Przy życiu trzyma go tylko jego żona od dawna przebywająca w domu starców, która powoli go zapomina. Jest już w starszym wieku i choruje na zanik pamięci. Vincent regularnie do niej przychodzi: robi jej pranie, głaszcze po dłoniach i przytula. W międzyczasie uda mu się ukraść kilka opakowań z lekami, by potem je sprzedać podrzędnemu dealerowi. Poznajcie świętego Vincenta.
Do tej świętości właśnie będzie chciał się dogrzebać nowy sąsiad – dwunastoletni Oliver (Jaeden Lieberher), który wraz z matką, zapracowaną i dobroduszną rozwódką Maggie (Melissa McCarthy), wprowadził się do domku obok Vincenta. Maggie samodzielnie wychowuje swojego adoptowanego syna, ale w szpitalu, gdzie pracuje, wymagają od niej nadgodzin. Maggie zostaje więc po nocach w pracy, a Olivera zostawia pod opieką Vincenta. Dla niego to idealny układ, bo do kieszeni zaczynają wpadać mu regularnie dolary za każdą godzinę spędzoną z chłopakiem, który nie jest na dodatek zbyt uciążliwy.

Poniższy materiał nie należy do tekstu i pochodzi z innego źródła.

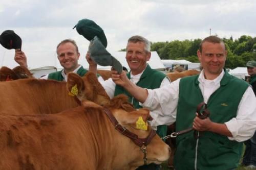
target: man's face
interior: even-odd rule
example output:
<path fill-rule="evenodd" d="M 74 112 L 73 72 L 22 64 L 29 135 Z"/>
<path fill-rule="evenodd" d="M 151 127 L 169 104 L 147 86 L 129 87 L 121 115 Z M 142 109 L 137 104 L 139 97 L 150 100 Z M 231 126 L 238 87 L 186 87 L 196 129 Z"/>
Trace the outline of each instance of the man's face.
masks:
<path fill-rule="evenodd" d="M 206 79 L 214 80 L 221 73 L 227 55 L 223 43 L 205 41 L 202 44 L 202 53 L 198 51 L 197 55 Z"/>
<path fill-rule="evenodd" d="M 143 71 L 146 68 L 146 61 L 150 60 L 151 56 L 150 52 L 145 51 L 144 42 L 128 42 L 126 59 L 133 75 L 138 75 Z"/>
<path fill-rule="evenodd" d="M 256 75 L 256 67 L 247 67 L 248 74 L 250 76 Z"/>
<path fill-rule="evenodd" d="M 57 49 L 57 54 L 59 63 L 64 68 L 66 74 L 77 68 L 80 54 L 77 53 L 76 47 L 72 43 L 60 44 Z"/>

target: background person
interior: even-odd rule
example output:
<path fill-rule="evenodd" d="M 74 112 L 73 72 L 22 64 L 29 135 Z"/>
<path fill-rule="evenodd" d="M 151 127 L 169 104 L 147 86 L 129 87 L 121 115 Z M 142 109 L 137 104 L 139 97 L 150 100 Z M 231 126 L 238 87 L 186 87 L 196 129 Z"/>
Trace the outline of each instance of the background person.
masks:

Dla Vincenta Oliver przez większą część filmu jest wyłącznie źródłem dochodu, ale Oliverowi zaczyna coraz bardziej zależeć na swoim opiekunie. Chce w nim widzieć przyjaciela, dziadka, w końcu dostrzega w nim świętego. Oliver konsekwentnie się do niego zbliża, potrafi zaakceptować ogrom jego wad i patologii. Przyswaja sobie jego tryb życia: razem z nim chodzi po klubach, razem z nim zakłada się u bukmacherów. Vincent oduczy go policzkować, pokaże jak wykorzystywać siłę pięści. Oliver chyba jeszcze nigdy w życiu nie miał kumpla, a Vincent w tej roli sprawdza się doskonale. Ich obu dobrze się ogląda, dobrze się ze sobą na ekranie czują.

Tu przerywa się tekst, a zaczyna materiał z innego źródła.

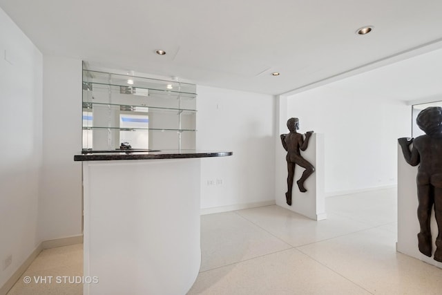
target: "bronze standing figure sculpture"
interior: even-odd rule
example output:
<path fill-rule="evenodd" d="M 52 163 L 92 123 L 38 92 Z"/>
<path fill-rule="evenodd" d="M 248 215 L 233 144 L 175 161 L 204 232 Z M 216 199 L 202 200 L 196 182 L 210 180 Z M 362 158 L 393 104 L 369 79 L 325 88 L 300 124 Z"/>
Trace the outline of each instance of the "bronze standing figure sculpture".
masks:
<path fill-rule="evenodd" d="M 428 257 L 432 256 L 430 217 L 434 205 L 439 234 L 434 258 L 442 262 L 442 108 L 427 108 L 419 113 L 416 121 L 425 134 L 414 139 L 398 138 L 398 141 L 405 161 L 412 166 L 419 164 L 416 178 L 417 218 L 421 227 L 417 235 L 419 251 Z"/>
<path fill-rule="evenodd" d="M 299 129 L 299 120 L 298 118 L 290 118 L 287 120 L 287 127 L 290 131 L 288 134 L 281 134 L 281 141 L 284 149 L 287 151 L 285 159 L 287 161 L 287 192 L 285 193 L 285 198 L 287 204 L 291 206 L 291 190 L 293 181 L 295 176 L 295 166 L 296 164 L 304 168 L 304 172 L 301 178 L 296 182 L 299 190 L 305 193 L 307 189 L 304 187 L 304 182 L 315 171 L 314 167 L 309 161 L 304 159 L 301 155 L 300 151 L 305 151 L 309 145 L 309 140 L 313 131 L 308 131 L 305 133 L 305 140 L 301 133 L 296 132 Z"/>

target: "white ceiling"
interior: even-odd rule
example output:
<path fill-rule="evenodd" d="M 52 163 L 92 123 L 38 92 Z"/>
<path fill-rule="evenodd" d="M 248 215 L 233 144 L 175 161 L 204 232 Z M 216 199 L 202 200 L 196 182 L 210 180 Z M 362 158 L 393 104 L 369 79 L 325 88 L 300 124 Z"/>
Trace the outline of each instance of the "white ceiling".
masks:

Mów mi Vincent jest poczciwą komedią familijną. Jej bohaterowie są stereotypowi i oczywście w obalaniu stereotypów ulokowany jest morał filmu Theodora Melfiego. Standard, niestety to kino z tezą. Zrzędliwy mizantrop zacznie zauważać ludzi wokół siebie i będzie mu na nich zależeć, głupia i wyuzdana prostytuka okaże się być wzorem przyzwoitości, a chłopak dowie się, że przez życie nie da się przejść, nie dostając od nikogo po głowie. Vincent w swojej karierze oberwał wielokrotnie i przyzwyczaił się leżeć w rynsztoku. Oliver podaje mu rękę, by się podniósł. Paradoksalnie to młody chłopak spełnia się w roli opiekuna znacznie lepiej niż wyznaczony do tego Vincent.
Mimo wszystko przyjemnie zobaczyć Billa Murraya ogrywającego, z pewnymi drobnymi modyfikacjami, swoje znane filmowe emploi. Jego Vincent ma zmęczone oczy i ciało oraz powolny krok, jest znudzony życiem i niespecjalnie chętny, by się z tego stanu otrząsnąć. To ten sam bohater, którego spotkaliśmy w Broken Flowers, Dniu świstaka, Między słowami czy w Moonrise Kingdom. To jednak nie wtórność kreacji, ale inteligentny pomysł Murraya na swój filmowy wizerunek. Lubię wracać do tej postaci i obserwować, jak zmienia się na przestrzeni lat.
Mów mi Vincent dopisuje kolejny rozdział do życiorysu tej postaci. Poza tym film Melfiego to kino anonimowe, grzeczne i przewidywalne, powtarzające wielokrotnie słyszane przesłanie. Warte przypominania, ale też niestety wyeksploatowane. Nie dziwię się, że St. Vincent trafił do kin w okresie świątecznym. Mimo braku śniegu, choinek i Mikołaja idealnie wpisuje się w sprzedawany przez telewizję nastrój. W przyszłych latach prawdopodobnie trafi na stałe do bożonarodzeniowej ramówki.